The following is taken from New York in the War of the Rebellion, 3rd ed. Frederick Phisterer. Albany: J. B. Lyon Company, 1912.
July 21, 1862, Mr. Elisha B. Smith, of Chenango, was appointed Colonel and authorized to recruit this regiment in the counties of Chenango, Cortland and Madison, with headquarters at Norwich, where the regiment was organized, and, September 3, 1862, mustered in the service of the United States for three years. The men not to be mustered out with the regiment were transferred, June 3, 1865, to the 90th Infantry.
The companies were recruited principally: A and H at Oxford; B and C at Norwich ; D at Eaton and Lebanon; E at Greene; F at Sherburne and New Berlin; G at Hamilton and Brookfield; I at Otselic; and K at Cazenovia; and a few men were enlisted in Cortland county.
The regiment left the State September 8, 1862; it served at and near Baltimore, Md., in 8th Corps, from September 9, 1862; at Newport News, Norfolk and Fort Monroe, Va., 7th Corps, from November 9, 1862; sailed in Banks' Louisiana forces from December 4, 1862; served in 2d Brigade, 1st Division, 19th Corps, from January, 1863, but mostly detached from it at Brashear City, New Iberia, Opelousas and Berwick City, La.; before Port Hudson, La., with its brigade from May 31, 1863; in the Reserve Brigade, 1st Division, 19th Corps, from August, 1863; in 3d Brigade, 1st Division, 19th Corps, from September, 1863; in 1st Brigade, same division and corps, from February, 1864; and it was honorably discharged and mustered out, under Col. Samuel R. Per Lee, June 8, 1865, near Washington, D. C.

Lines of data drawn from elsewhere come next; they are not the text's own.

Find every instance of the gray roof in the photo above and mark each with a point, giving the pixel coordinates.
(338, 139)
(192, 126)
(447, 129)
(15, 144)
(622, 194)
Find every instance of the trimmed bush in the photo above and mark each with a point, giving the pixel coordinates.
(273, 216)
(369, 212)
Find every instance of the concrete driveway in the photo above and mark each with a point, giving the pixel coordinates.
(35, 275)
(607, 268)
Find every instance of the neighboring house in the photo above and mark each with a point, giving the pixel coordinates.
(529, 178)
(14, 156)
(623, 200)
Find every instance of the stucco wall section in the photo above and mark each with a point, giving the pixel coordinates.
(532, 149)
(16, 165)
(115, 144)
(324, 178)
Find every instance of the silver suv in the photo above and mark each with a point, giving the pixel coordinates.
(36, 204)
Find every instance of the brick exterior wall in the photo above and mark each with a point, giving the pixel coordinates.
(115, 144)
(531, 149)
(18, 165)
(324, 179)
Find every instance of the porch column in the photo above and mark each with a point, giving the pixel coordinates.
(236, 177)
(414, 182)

During its service the regiment lost by death, killed in action, 4 officers, 64 enlisted men; of wounds received in action, 5 officers, 50 enlisted men; of disease and other causes, 2 officers, 168 enlisted men; total, 11 officers, 282 enlisted men; aggregate, 293; of whom 8 enlisted men died in the hands of the enemy.
The following is taken from The Union army: a history of military affairs in the loyal states, 1861-65 -- records of the regiments in the Union army -- cyclopedia of battles -- memoirs of commanders and soldiers. Madison, WI: Federal Pub. Co., 1908. volume II.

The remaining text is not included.